If there’s one thing teachers never have enough of, it’s time.
Time to teach, time to grade, time to plan, and time for oneself are all at a premium.
With so many competing skills and competencies that teachers need to teach, maximizing one’s time spent on content is essential.
Unfortunately, typing often gets the short end of the stick.
While we recommend that students get daily practice on the keyboard in order to truly master the skill, many schools have student use Typing.com for just 30-40 minutes a week.
So how do you make the most of this limited amount of time at the keyboard?
If that’s the case for you and your students, we recommend breaking classroom typing time into 2 slots of 15-20 minutes each. Use one of these to check students’ posture and technique and the other make typing relevant and fun!
Thanks to the interactive lessons on the Typing.com platform, the students can continue to practice and learn outside of the classroom. So while in-person supervision isn’t imperative all the time, here is how you can make the most of the time you have:
Monitoring Typing Form and Progress
It’s important to make sure that novice typists are getting adequate supervision and feedback during practice time.
This should cover everything from getting on the computer to typing form and posture.
Start with logging in. Keep an eye on students to help them troubleshoot the login process. If they’re struggling with remembering their password, consider using some of the tips found here.
Not only will this save them and you time, but it’s actually an important skill for their future. Students need to be able to access sites easily and navigate around them.
Next, watch students’ their progress on the lessons. Be sure to keep an eye on these four things:
– Posture: Students should be sitting up straight with shoulders back and eyes at screen level and feet on the floor.
– Fingers on home row: Kids may fight you on this one, but it’s essential that they master this skill early on so it becomes a habit.
– Moving just the finger needed for each key: Check that students’ hands are stationary and resting gently on the keyboard.
– Looking at the screen, not keyboard: This goes hand in hand with posture and is the only way to master touch typing.
Finally, pay attention to student progress towards benchmarks and goals. Are they easily making the benchmark times? Based on how your class is doing as a whole, you may need to adjust these.
Making Typing Fun
For your second weekly 15 minute slot of typing time, work in opportunities to make typing fun and relevant to their lives. This will encourage continued practice beyond the classroom.
Nitro Type is a great (planning-free) game that students can access through Typing.com. They can organize a friends’ race and put their skills to the test.
There are also plenty of fun typing activities you can execute that include your entire class, groups of students, or individuals.
In Human Scavenger Hunt students get to know each other by finding classmates who match a provided list of descriptions (who walks to school? for example). Once students have found a name to match each description, they have to type the first and last name of each corresponding student on a digital version of their list. This can be a race to see who finishes first.
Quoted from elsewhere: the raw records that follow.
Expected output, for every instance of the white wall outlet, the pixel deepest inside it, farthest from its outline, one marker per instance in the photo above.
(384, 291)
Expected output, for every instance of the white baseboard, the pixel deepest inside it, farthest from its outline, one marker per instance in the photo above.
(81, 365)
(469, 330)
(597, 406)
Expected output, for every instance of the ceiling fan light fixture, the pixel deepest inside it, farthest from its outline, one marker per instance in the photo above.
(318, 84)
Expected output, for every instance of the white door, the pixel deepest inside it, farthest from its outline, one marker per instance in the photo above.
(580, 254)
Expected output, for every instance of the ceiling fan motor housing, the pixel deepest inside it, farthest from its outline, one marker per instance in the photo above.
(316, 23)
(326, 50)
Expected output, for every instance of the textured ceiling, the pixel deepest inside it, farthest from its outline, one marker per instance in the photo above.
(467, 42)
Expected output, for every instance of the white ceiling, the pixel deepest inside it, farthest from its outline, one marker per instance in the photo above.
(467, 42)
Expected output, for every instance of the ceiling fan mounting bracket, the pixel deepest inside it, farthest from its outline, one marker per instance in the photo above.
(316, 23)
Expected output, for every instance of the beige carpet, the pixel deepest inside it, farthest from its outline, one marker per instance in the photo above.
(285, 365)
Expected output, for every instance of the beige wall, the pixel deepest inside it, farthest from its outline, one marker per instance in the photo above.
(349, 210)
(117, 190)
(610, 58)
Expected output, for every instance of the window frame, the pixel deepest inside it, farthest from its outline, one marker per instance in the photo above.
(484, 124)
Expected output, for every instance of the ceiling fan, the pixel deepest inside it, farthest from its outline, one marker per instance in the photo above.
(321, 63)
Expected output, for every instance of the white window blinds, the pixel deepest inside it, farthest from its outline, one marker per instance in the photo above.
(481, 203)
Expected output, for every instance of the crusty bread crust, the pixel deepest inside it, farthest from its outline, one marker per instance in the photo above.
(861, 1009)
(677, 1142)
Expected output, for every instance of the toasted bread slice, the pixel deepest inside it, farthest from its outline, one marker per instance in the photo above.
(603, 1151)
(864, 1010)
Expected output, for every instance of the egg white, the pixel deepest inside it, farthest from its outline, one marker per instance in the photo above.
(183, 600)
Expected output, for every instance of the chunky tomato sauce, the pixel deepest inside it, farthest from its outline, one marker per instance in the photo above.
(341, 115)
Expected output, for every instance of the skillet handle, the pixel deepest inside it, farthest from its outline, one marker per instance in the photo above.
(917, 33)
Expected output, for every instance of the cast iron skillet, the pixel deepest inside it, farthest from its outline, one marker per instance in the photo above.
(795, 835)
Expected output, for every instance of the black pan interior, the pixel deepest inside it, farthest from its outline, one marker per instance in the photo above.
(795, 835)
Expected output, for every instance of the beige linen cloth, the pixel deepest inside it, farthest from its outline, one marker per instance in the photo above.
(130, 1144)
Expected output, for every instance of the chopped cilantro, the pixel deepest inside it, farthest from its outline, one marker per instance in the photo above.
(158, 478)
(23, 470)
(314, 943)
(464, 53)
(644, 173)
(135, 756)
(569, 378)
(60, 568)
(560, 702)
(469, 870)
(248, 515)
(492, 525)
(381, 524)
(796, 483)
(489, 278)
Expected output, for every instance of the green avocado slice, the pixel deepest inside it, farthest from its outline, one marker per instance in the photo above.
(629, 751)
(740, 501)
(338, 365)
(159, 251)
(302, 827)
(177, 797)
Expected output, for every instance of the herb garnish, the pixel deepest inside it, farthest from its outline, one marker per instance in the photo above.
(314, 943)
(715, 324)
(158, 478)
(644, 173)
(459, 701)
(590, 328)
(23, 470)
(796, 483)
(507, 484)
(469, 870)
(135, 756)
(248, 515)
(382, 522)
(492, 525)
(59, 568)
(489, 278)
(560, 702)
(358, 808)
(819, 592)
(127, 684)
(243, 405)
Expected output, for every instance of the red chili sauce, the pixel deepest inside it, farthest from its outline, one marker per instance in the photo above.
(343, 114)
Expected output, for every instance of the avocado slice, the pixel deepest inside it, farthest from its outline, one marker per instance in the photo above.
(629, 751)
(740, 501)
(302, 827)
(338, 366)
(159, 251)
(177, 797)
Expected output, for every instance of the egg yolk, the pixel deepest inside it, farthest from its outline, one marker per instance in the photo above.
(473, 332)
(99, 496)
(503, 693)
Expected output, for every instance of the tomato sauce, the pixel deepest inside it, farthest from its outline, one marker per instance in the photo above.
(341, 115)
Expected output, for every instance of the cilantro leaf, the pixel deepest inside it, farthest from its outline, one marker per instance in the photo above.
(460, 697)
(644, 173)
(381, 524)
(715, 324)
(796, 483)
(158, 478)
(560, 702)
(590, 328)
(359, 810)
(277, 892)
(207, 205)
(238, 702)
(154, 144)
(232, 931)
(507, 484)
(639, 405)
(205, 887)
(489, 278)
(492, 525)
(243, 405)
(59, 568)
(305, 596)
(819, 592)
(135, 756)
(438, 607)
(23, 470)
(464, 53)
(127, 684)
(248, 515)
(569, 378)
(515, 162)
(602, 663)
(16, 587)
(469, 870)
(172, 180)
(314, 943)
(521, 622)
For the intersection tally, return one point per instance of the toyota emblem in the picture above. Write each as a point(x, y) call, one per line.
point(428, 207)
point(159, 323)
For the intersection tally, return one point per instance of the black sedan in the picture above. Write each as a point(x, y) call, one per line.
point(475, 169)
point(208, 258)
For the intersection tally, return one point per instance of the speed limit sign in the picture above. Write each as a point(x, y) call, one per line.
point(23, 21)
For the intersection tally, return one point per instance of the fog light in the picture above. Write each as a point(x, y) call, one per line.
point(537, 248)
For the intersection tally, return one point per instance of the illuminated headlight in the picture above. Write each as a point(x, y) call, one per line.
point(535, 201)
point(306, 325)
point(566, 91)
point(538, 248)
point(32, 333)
Another fun activity is Alphabet Soup. In this task, students are challenged with writing a list about a topic where each line starts with a subsequent letter of the alphabet. You can assign a topic or let students pick their own, but either way, they’ll have to get their creative juices flowing all while stretching those fingers to use even the least common letters on their keyboards.
Extending Typing Time
For students who have access to a computer at home, this provides another opportunity to maximize typing practice.
Teachers can assign Typing.com lessons to be completed as homework.
The lessons guide students and give them feedback, and the results are tracked so you can check in on how students did and who might need more support next week.
Having only 30 minutes of typing instruction a week isn’t ideal, but that doesn’t mean that this time can’t be productive and game-changing for your students and their typing abilities.